Tuesday, June 12, 2007

US signals permanent stay in Iraq

In Washington and among American military officers in Iraq, the idea of establishing permanent US bases there is under discussion – with one official citing as an example the decades-long presence of US troops in Korea. The aim would be to keep American soldiers on Iraqi soil well into the century as a support for the Iraqi government against outside aggression, a means of training and developing a new Iraqi military, and a platform from which the US could fight Al Qaeda and other war-on-terror opponents.

Yet as early proposals in notebooks at the White House and the Pentagon are slowly revealed to a US public increasingly opposed to the Iraq war, many Iraq and Middle East experts warn that any plan for permanent bases would cement the US image in Iraq and the region as that of an occupying force.

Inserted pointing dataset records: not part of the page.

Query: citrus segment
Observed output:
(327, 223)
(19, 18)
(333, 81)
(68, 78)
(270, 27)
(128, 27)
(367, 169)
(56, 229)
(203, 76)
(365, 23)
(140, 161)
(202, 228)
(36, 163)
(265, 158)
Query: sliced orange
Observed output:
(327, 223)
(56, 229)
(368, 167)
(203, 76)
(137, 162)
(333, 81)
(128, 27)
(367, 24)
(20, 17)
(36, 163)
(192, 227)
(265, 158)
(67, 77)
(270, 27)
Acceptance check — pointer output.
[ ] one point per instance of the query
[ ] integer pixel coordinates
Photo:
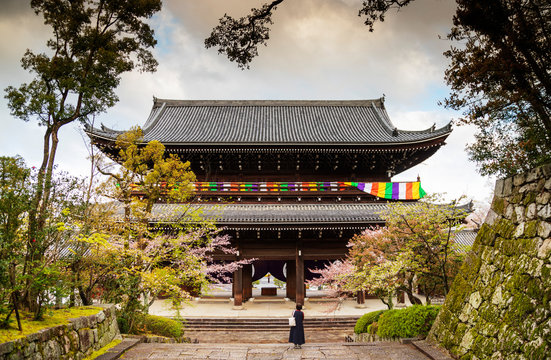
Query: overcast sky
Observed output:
(319, 49)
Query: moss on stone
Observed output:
(499, 205)
(531, 228)
(529, 198)
(505, 228)
(489, 312)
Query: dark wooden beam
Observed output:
(247, 282)
(299, 260)
(291, 286)
(238, 289)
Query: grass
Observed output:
(103, 350)
(51, 318)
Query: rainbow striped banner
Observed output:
(394, 191)
(385, 190)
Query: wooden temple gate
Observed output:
(297, 179)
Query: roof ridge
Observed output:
(175, 102)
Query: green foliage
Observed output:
(366, 320)
(162, 326)
(15, 202)
(410, 322)
(93, 43)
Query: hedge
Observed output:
(366, 320)
(413, 321)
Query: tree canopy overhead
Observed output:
(498, 74)
(93, 42)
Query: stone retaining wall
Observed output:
(499, 306)
(78, 339)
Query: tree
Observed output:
(416, 246)
(499, 78)
(424, 234)
(15, 200)
(140, 262)
(93, 43)
(498, 74)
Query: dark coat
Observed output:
(296, 335)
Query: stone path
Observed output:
(367, 351)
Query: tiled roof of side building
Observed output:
(267, 214)
(281, 122)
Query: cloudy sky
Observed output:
(319, 49)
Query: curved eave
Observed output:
(441, 137)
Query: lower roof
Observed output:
(273, 215)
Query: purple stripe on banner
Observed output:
(395, 191)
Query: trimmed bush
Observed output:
(413, 321)
(162, 326)
(366, 320)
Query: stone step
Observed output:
(214, 324)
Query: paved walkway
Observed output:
(218, 304)
(380, 351)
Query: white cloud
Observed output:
(319, 49)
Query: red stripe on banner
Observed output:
(374, 189)
(409, 191)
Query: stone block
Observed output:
(531, 211)
(519, 212)
(545, 212)
(543, 198)
(544, 229)
(519, 231)
(507, 187)
(519, 179)
(545, 249)
(528, 188)
(546, 170)
(475, 300)
(498, 190)
(52, 350)
(29, 349)
(534, 174)
(86, 338)
(101, 317)
(6, 348)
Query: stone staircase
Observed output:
(261, 324)
(266, 330)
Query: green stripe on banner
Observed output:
(388, 190)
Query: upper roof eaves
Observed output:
(276, 122)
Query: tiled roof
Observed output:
(198, 122)
(272, 214)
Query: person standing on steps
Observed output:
(296, 334)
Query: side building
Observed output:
(290, 181)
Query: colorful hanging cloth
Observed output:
(394, 191)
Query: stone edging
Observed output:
(76, 340)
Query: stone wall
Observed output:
(499, 305)
(78, 339)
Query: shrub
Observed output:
(366, 320)
(410, 322)
(162, 326)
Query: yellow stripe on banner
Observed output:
(415, 190)
(381, 190)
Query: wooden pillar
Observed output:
(360, 297)
(291, 285)
(238, 289)
(360, 300)
(247, 282)
(300, 286)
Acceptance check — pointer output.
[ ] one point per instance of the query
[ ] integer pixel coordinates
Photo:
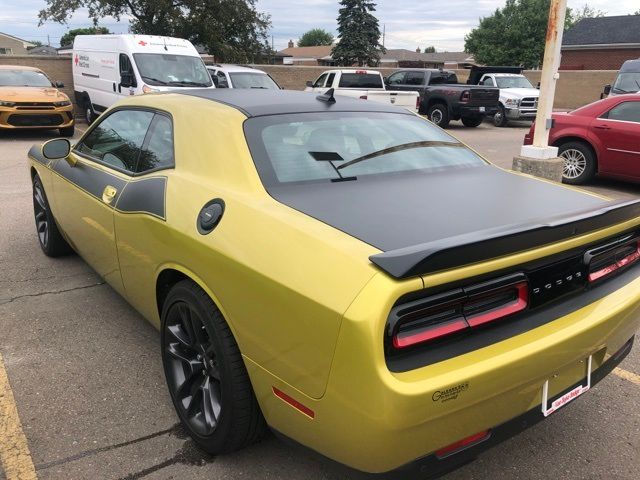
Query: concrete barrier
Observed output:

"This is a really bad idea, one that will only feed the image of the US as the occupier, the colonial power," says Larry Diamond, a former official with the American provisional authority that governed Iraq in the two years after Saddam Hussein's ouster. "There's no way long-term military bases are going to be acceptable to a majority of the Iraqi population."

Unfortunately, the fact that something is "a really bad idea" is pretty much a guarantee that the Bush administration will do it. We've known all along that the reason there was no "exit strategy" was that they didn't plan to leave. The fact that the occupation has proven to be disastrous is no reason to change policy, in the minds of people who have never admitted to a mistake.

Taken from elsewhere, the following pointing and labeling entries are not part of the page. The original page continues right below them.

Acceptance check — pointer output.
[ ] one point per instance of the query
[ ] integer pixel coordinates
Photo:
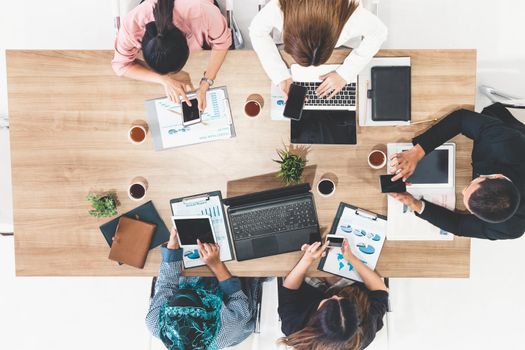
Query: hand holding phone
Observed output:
(295, 102)
(389, 186)
(335, 241)
(191, 114)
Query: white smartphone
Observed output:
(191, 228)
(191, 114)
(335, 241)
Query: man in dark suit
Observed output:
(495, 199)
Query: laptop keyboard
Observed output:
(346, 97)
(282, 217)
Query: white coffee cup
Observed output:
(137, 188)
(325, 187)
(376, 165)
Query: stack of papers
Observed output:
(166, 121)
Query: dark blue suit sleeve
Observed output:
(468, 123)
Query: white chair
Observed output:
(515, 104)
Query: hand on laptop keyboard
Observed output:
(331, 85)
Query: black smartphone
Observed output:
(335, 241)
(387, 186)
(190, 114)
(294, 105)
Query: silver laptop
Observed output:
(309, 77)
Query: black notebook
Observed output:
(147, 213)
(390, 93)
(336, 127)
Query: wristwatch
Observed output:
(209, 81)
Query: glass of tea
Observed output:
(137, 132)
(376, 159)
(137, 188)
(253, 105)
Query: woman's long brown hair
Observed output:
(312, 27)
(312, 338)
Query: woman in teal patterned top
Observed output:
(201, 312)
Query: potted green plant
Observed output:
(103, 205)
(292, 166)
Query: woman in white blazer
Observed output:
(311, 30)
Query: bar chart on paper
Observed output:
(212, 212)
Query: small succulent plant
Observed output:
(292, 167)
(103, 205)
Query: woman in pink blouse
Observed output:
(167, 31)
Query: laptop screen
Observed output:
(432, 169)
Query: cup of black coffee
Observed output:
(325, 187)
(137, 188)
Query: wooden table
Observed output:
(69, 117)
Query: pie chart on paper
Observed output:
(366, 248)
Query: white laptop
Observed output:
(346, 99)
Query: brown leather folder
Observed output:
(131, 242)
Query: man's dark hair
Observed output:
(164, 46)
(496, 200)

Now they are talking about a "Korean solution." The Korean and Iraq wars have nothing in common, of course, but we still have troops in Korea 50 years later, and that is what they envision for Iraq. In Korea, however, our soldiers are not getting blown up on a daily basis.

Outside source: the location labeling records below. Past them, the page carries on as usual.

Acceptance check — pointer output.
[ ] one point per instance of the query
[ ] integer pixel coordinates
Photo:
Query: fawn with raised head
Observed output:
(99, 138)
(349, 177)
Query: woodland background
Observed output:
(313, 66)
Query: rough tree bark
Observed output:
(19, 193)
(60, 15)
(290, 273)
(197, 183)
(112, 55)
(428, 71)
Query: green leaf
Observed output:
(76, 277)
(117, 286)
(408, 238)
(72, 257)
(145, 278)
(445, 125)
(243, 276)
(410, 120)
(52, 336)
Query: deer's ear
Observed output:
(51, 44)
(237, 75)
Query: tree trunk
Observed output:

More and more I fear a Vietnam-style exit, with people hanging from departing helicopters.


Anonymous ewastud said...

My impression is that the insurgency is getting so well organized and effective that the US government's "surge" has no hope of "winning" in Iraq, but is merely a vain attempt to not lose what weak hold it has on the country right now.

The "surge" is needed to keep from losing ground. The US and Britain seem to be trying to hold on long enough to get their precious oil (theft) agreement approved by the Iraqi legislature. The empty and unrealistic threat to stay there "for 50 years" like in Korea is a bluff to try to coax passage of that oil agreement. Rep. Dennis Kucinich is reading the situation correctly regarding our motivations and tactics of trying to stay in Iraq.